Heureux, si son cœur eût été aussi docile que son esprit fut éclairé ; et s’il eût su rompre les liens formés depuis longtemps, ou par la politique, ou par les passions, qui l’ont retenu jusqu’à sa mort dans l’infidélité.

Elle arriva le 20 décembre de l’année 1722. Il était allé au parc de Haï tse, accompagné de ses Tartares, pour y prendre le divertissement de la chasse du tigre. Le froid le saisit, et se sentant frappé, il ordonna tout à coup qu’on retournât à Tchang tchun yuen[1]. Un tel ordre, auquel on ne devait pas s’attendre, étonna d’abord toute sa suite : mais on apprit bientôt le sujet d’un retour si subit. Son sang s’était coagulé, et quelques remèdes qu’on lui donnât, on ne pût le soulager. Il se vit mourir ; et le jour même qu’il mourut, en présence de Long co to son proche parent, et gouverneur de Peking, il fit approcher de son lit tous les enfants qui étaient dans l’antichambre, et leur déclara qu’il nommait son quatrième fils pour lui succéder à l’empire. Il expira sur les huit heures du soir à l’âge de soixante-neuf ans, et la même nuit son corps fut transporté à Peking.

Le lendemain à cinq heures du matin le nouvel empereur s’assit sur le trône, et prit le nom de Yong tching : il fut reconnu de tous les princes, de tous les Grands, et des mandarins qui composent les tribunaux. On donna à chaque Européen une pièce de toile blanche pour porter le deuil, et ils eurent permission de venir frapper de la tête contre terre devant le corps avec les princes du sang et les grands seigneurs de l’empire.

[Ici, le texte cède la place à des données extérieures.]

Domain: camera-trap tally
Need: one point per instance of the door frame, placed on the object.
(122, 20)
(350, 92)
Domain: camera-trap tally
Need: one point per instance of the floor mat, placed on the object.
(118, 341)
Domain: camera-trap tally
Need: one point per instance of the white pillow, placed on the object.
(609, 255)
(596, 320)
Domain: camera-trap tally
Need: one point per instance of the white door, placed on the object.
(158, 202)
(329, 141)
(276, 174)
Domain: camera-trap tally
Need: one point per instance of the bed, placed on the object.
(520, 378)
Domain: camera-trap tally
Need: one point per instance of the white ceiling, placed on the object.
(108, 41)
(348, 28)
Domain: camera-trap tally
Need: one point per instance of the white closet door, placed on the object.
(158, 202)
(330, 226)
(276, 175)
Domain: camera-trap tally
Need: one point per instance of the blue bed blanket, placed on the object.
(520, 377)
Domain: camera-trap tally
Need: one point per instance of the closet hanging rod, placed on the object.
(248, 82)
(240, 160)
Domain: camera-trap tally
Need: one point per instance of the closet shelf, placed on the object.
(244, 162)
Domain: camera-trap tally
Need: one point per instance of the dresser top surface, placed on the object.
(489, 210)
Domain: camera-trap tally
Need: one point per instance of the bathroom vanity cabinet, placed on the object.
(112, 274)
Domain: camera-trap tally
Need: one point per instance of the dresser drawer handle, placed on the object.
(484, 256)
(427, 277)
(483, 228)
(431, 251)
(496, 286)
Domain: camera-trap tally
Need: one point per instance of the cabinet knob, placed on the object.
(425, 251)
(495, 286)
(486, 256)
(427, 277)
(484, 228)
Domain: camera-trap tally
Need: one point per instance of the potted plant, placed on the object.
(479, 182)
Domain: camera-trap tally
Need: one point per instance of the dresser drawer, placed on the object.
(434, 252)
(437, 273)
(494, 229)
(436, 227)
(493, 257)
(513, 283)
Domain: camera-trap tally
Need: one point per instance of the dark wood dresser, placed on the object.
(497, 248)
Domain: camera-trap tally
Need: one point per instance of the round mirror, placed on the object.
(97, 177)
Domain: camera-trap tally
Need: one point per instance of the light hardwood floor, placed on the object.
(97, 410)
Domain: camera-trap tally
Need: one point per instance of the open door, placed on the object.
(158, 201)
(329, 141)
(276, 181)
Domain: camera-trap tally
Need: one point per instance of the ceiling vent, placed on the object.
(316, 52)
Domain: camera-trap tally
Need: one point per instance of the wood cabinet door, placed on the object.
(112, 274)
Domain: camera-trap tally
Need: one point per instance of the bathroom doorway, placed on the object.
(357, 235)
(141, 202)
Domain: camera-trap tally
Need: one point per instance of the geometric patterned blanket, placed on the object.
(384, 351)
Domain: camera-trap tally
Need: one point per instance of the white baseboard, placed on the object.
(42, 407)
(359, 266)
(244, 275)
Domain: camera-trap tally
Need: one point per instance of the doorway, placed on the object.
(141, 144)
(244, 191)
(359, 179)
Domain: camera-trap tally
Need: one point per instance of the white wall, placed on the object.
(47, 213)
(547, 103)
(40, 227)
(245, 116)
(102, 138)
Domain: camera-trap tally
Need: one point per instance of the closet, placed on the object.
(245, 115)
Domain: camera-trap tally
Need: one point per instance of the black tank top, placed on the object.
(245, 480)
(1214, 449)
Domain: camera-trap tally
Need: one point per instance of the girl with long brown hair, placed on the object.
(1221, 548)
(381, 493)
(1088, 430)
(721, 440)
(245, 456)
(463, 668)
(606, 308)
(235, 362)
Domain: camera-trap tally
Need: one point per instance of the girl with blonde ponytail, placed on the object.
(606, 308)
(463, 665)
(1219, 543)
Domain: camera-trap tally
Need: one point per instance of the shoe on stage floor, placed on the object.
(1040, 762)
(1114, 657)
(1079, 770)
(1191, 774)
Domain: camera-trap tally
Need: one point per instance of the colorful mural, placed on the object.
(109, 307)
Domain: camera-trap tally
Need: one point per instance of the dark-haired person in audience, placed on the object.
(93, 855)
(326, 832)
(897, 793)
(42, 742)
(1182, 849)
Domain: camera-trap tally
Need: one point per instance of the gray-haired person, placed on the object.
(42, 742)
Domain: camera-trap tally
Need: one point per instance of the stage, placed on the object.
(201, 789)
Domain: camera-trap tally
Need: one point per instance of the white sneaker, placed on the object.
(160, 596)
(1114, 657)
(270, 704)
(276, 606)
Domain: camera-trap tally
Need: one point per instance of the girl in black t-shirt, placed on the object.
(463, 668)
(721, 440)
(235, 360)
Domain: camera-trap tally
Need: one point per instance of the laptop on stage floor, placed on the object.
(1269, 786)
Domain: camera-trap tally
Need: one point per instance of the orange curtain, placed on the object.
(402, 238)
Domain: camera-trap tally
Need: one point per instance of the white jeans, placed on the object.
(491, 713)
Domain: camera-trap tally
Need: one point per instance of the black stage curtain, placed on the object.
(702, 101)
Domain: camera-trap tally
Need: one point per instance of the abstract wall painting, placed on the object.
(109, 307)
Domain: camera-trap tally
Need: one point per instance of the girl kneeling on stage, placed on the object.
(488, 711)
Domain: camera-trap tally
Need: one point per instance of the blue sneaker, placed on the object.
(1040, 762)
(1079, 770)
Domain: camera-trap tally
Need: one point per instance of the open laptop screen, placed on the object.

Yong tching ne fut pas plus tôt sur le trône, qu’il reçut des requêtes d’un grand nombre de lettrés, qui se déchaînaient contre les prédicateurs de l’Évangile, en les accusant d’anéantir les lois fondamentales de l’empire, et d’en troubler la paix et la tranquillité.

Ces requêtes, jointes à la prévention où était ce prince, que le feu empereur son père avait beaucoup perdu de sa réputation, par la condescendance qu’il avait eue, de permettre aux Européens de s’établir dans toutes les provinces, l’indisposèrent à un tel point contre le christianisme, qu’il n’attendait qu’une occasion pour le proscrire de ses États. Elle se présenta bientôt.

Ce fut dans la province de Fu kien, que s’élevèrent les premières étincelles, qui allumèrent le feu d’une persécution générale. La chrétienté de Fou ngan hien, ville du troisième ordre de cette province, était gouvernée par deux RR. PP. dominicains espagnols, venus depuis peu des Philippines. Un bachelier chrétien mécontent de l’un des missionnaires, renonça à la foi : il s’associa plusieurs autres bacheliers, et ils allèrent ensemble présenter une requête au mandarin du lieu, qui contenait plusieurs accusations.

  1. Maison de plaisance de l'empereur à deux lieues de Peking.